# Muskingum River 4/18



## RiverWader (Apr 1, 2006)

A few of us hit the Muskingum Saturday nite to try and catch some Cats. We got to our spot about 5pm and right away I hooked into a good fish but lost it , After that I caught 3 Channel Cats all about 8 inches long and caught on nightcrawler.Fishing was Really slow till about 2 am When my Brother hooked into a nice fish , After about a 10 minute fight , He landed a very nice 32lb Flathead. His biggest Fish ever. After that We didnt catch another Fish. We caught7 Fish total including a Spot, a Smallie and a Drum.
Will get pics of the Flattie u as soon as they are sent to me .


----------



## Mykidsr1 (Mar 19, 2009)

Sounds like a great fish. Cant wait to see the pics.


----------



## saugeyesam (Apr 20, 2004)

I've been wanting to get down there and get some fishing in hows the water level at Devola? Anyone been down there lately?


----------



## RiverWader (Apr 1, 2006)

Finnaly got the pics of the Flathead


----------



## Mykidsr1 (Mar 19, 2009)

Very nice man.


----------



## gotwipers (Mar 31, 2007)

We fished Devola today for about 5 hours, managed 3 Hybrids, 1 walleye, 1 white bass. It is a rock pile and the fish are stacked up behind the rocks and in the holes. I caught all my fish behind the same rock, all of them were caught on a 3.5 shad with 1/8oz. head. Will post up pics later, looked at the graph and it looks like 17.0' by friday, still low but better!


----------



## gotwipers (Mar 31, 2007)

4.1 lbs.










4.7lbs.


----------



## thedon255 (May 4, 2008)

I was at Devol's Dam on Saturday and Lowell Dam on Sunday. Nothing either day except for one fish I snagged at Devol's Dam, a nice catfish, probably 5 pounds. I got it on the base of the tail with a jig and wow, what a fight. Best fight I've had all year. I had to rush along the shoreline just to keep up with it. But, I did snag it so it doesn't exactly count. Gotwipers, I'm glad to hear you did better. I've yet to catch a fish from the river over 8 inches this year.


----------



## gotwipers (Mar 31, 2007)

We went up there for a few minutes. We should have fished the apple tree, ended up over there but it was too late!! fish were there, especially gar, but if you could get underneath them you would get hit. Anyway, let me just vent a little bit......

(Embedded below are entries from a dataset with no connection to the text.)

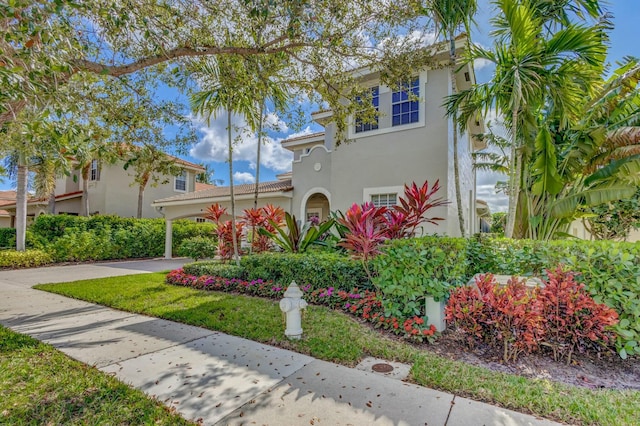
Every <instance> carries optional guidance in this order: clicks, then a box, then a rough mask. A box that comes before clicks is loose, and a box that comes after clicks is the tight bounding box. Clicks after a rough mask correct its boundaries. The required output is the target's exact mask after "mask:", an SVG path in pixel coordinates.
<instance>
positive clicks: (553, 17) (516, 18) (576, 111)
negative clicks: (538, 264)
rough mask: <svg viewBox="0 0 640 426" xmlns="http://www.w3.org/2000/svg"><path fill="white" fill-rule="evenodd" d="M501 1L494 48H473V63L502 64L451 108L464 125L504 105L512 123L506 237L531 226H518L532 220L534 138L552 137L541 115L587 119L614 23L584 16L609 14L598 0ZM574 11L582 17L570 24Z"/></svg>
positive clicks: (505, 234)
mask: <svg viewBox="0 0 640 426" xmlns="http://www.w3.org/2000/svg"><path fill="white" fill-rule="evenodd" d="M494 4H495V5H496V9H497V14H496V17H495V18H494V19H493V20H492V23H493V24H494V26H495V28H496V29H495V31H494V32H493V35H494V37H495V42H494V45H493V48H492V49H490V50H488V49H484V48H482V47H479V46H473V47H471V49H470V54H469V55H468V58H467V59H466V60H467V61H473V60H478V59H483V60H486V61H489V62H491V63H493V64H495V67H496V68H495V72H494V75H493V78H492V81H491V82H490V83H486V84H479V85H476V86H474V87H472V88H471V89H468V90H465V91H462V92H460V93H458V94H454V95H452V96H450V97H449V98H448V99H447V101H446V105H447V111H448V114H449V115H450V116H456V114H458V119H459V123H460V124H461V125H462V126H465V125H466V123H467V121H468V120H469V118H470V117H471V116H472V115H475V114H477V113H478V111H485V112H486V111H487V110H488V108H490V107H495V108H497V109H498V111H499V112H500V113H501V114H502V115H503V116H504V119H505V122H506V123H507V124H508V125H509V126H510V137H511V149H510V160H509V166H510V175H509V188H508V195H509V210H508V213H507V224H506V228H505V235H506V236H507V237H512V236H523V235H524V232H525V230H526V229H525V228H526V225H525V224H523V223H518V224H517V225H518V226H517V229H516V219H517V218H522V217H524V216H526V212H524V209H525V206H524V203H523V201H522V200H521V198H522V196H523V195H524V194H522V193H521V192H522V191H521V188H522V174H523V168H524V167H525V165H526V163H527V160H528V159H529V158H530V157H529V155H530V153H531V152H532V151H533V149H532V146H533V145H534V141H537V142H538V146H542V147H543V148H546V147H548V144H545V141H546V140H548V139H546V138H543V136H541V137H540V138H537V132H536V128H537V125H538V124H539V122H538V118H539V116H540V115H541V114H542V113H543V112H544V111H545V110H548V109H549V108H551V109H552V111H553V114H554V115H555V116H556V117H558V118H559V123H560V124H561V128H564V127H566V125H567V124H568V123H569V122H571V120H575V119H576V117H578V116H579V112H580V105H581V99H582V98H583V97H584V96H585V95H587V96H590V95H592V94H593V92H594V89H595V87H596V84H597V81H598V78H599V76H600V75H601V72H602V70H603V67H604V59H605V55H606V45H605V40H606V30H607V29H608V28H609V22H608V21H607V20H606V18H603V19H601V20H600V21H598V22H597V23H596V24H595V25H592V26H587V25H584V24H583V22H584V18H583V16H584V15H583V13H582V12H583V11H585V12H586V14H589V15H591V16H594V15H597V14H598V13H599V12H601V10H600V7H599V5H598V2H597V1H590V2H577V3H570V2H564V3H563V4H562V5H560V7H549V6H548V5H547V4H546V3H544V2H540V1H534V0H496V1H494ZM571 14H573V15H575V16H576V18H575V19H567V16H568V15H571ZM574 21H575V22H574ZM548 176H549V175H548V174H546V175H542V177H543V178H544V179H546V178H547V177H548ZM525 201H526V200H525ZM514 230H515V231H517V232H514Z"/></svg>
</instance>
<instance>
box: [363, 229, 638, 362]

I was kind of shocked when I walked down the bank, the trash was everywhere and the fishing line! Holy crap, what the hell to these ppl do just cut the line at the reel???? It is absolutely terrible fishing on the other side because you can't drift without hanging up in a huge nest of line, I know its part of river fishing and especially down there but to leave the line laying in bundles on the rocks is a little lazy! 

We will be down this Sunday, but if the water is still low probably fishing the Ohio then maybe run up to Devola.


----------



## thedon255 (May 4, 2008)

I know what you mean about the trash. I keep meaning to bring a bag with me but I never do. I can't even imagine what the east side is like - I've only fished the west side and it's bad enough but the fishing area is much more concentrated below the lock on the other shore. But during one trip, I did find two different balls that I brought back for my dog. She loved that. One man's trash may be a dog's treasure.


----------



## gotwipers (Mar 31, 2007)

Yeah I just don't get it, how is there 30 yds of line attached to a 1/4oz. jig?

I am assuming that the dock is in at the ramp?


----------



## gotwipers (Mar 31, 2007)

My goodness did it rain! We were going to launch at the park but with forcast calling for severe storms we decided to stay on the bank. Didn't start fishing until 9:00 or so, we did get a real nice Walleye (2.8lbs) and another smaller, also only caught 1 Hybrid, the gar are still there as we snagged a gazillion of them. Sauger were also hitting pretty good, left around 12 cause the water was coming up and getting pretty dirty, and we were soaked!!


----------